I'm working with subprocess
package to call some external console commands from a python script, and I need to pass file handlers to it to get stdout and stderr back separately. The code looks like this roughly:
import subprocess
stdout_file = file(os.path.join(local_path, 'stdout.txt'), 'w+')
stderr_file = file(os.path.join(local_path, 'stderr.txt'), 'w+')
subprocess.call(["somecommand", "someparam"], stdout=stdout_file, stderr=stderr_file)
This works fine and txt files with relevant output are getting created. Yet it would be nicer to handle these outputs in memory omitting files creation. So I used StringIO package to handle it this way:
import subprocess
import StringIO
stdout_file = StringIO.StringIO()
stderr_file = StringIO.StringIO()
subprocess.call(["somecommand", "someparam"], stdout=stdout_file, stderr=stderr_file)
But this doesn't work. Fails with:
File "./test.py", line 17, in <module>
subprocess.call(["somecommand", "someparam"], stdout=stdout_file, stderr=stderr_file)
File "/usr/lib/python2.7/subprocess.py", line 493, in call
return Popen(*popenargs, **kwargs).wait()
File "/usr/lib/python2.7/subprocess.py", line 672, in __init__
errread, errwrite) = self._get_handles(stdin, stdout, stderr)
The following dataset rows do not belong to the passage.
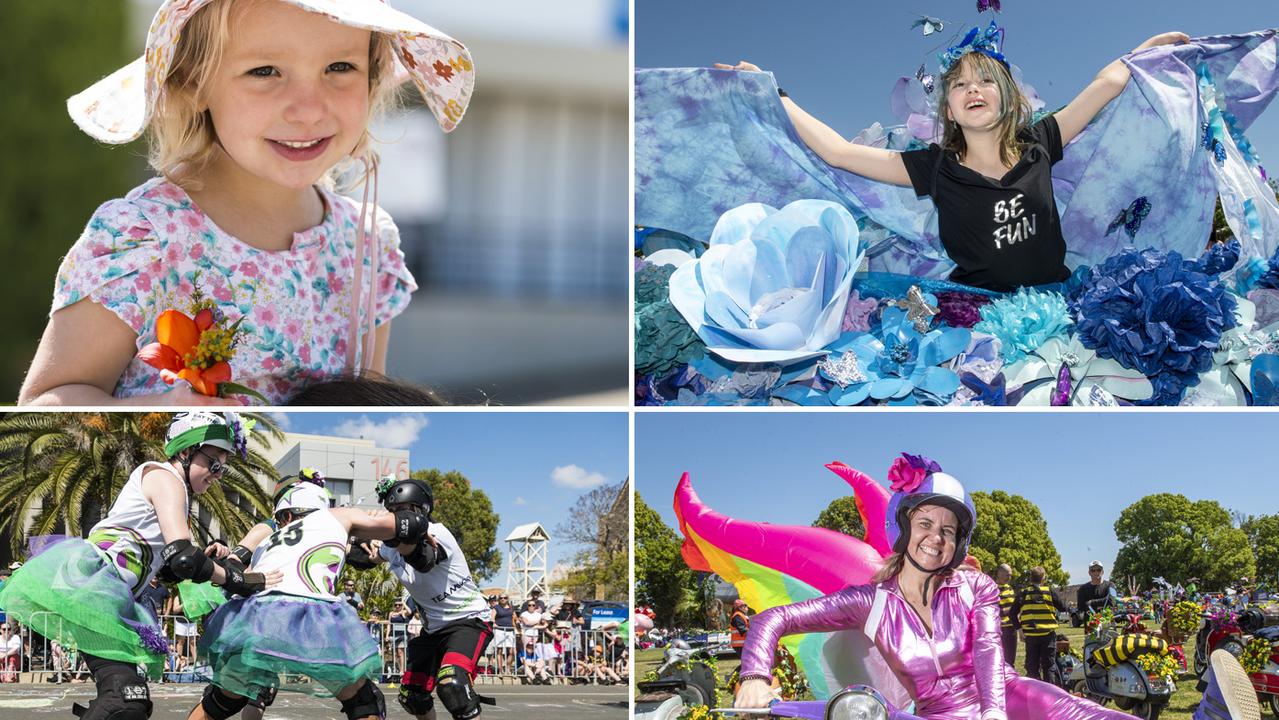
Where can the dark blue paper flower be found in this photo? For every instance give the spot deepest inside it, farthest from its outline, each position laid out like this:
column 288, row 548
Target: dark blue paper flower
column 664, row 339
column 1158, row 313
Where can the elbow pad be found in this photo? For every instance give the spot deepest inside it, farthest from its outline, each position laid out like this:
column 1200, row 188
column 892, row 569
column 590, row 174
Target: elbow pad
column 409, row 526
column 243, row 554
column 360, row 558
column 425, row 556
column 184, row 562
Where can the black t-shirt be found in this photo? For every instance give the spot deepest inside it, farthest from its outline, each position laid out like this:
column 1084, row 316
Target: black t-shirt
column 1005, row 233
column 1087, row 591
column 154, row 597
column 504, row 617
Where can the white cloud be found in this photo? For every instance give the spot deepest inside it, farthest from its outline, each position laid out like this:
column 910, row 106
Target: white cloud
column 395, row 431
column 576, row 477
File "/usr/lib/python2.7/subprocess.py", line 1063, in _get_handles
c2pwrite = stdout.fileno()
AttributeError: StringIO instance has no attribute 'fileno'
I see that it's missing some parts of the native file object and fails because of that.
So the question is more educational than practical - why these parts of file interface are missing from StringIO and are there any reasons why this cannot be implemented?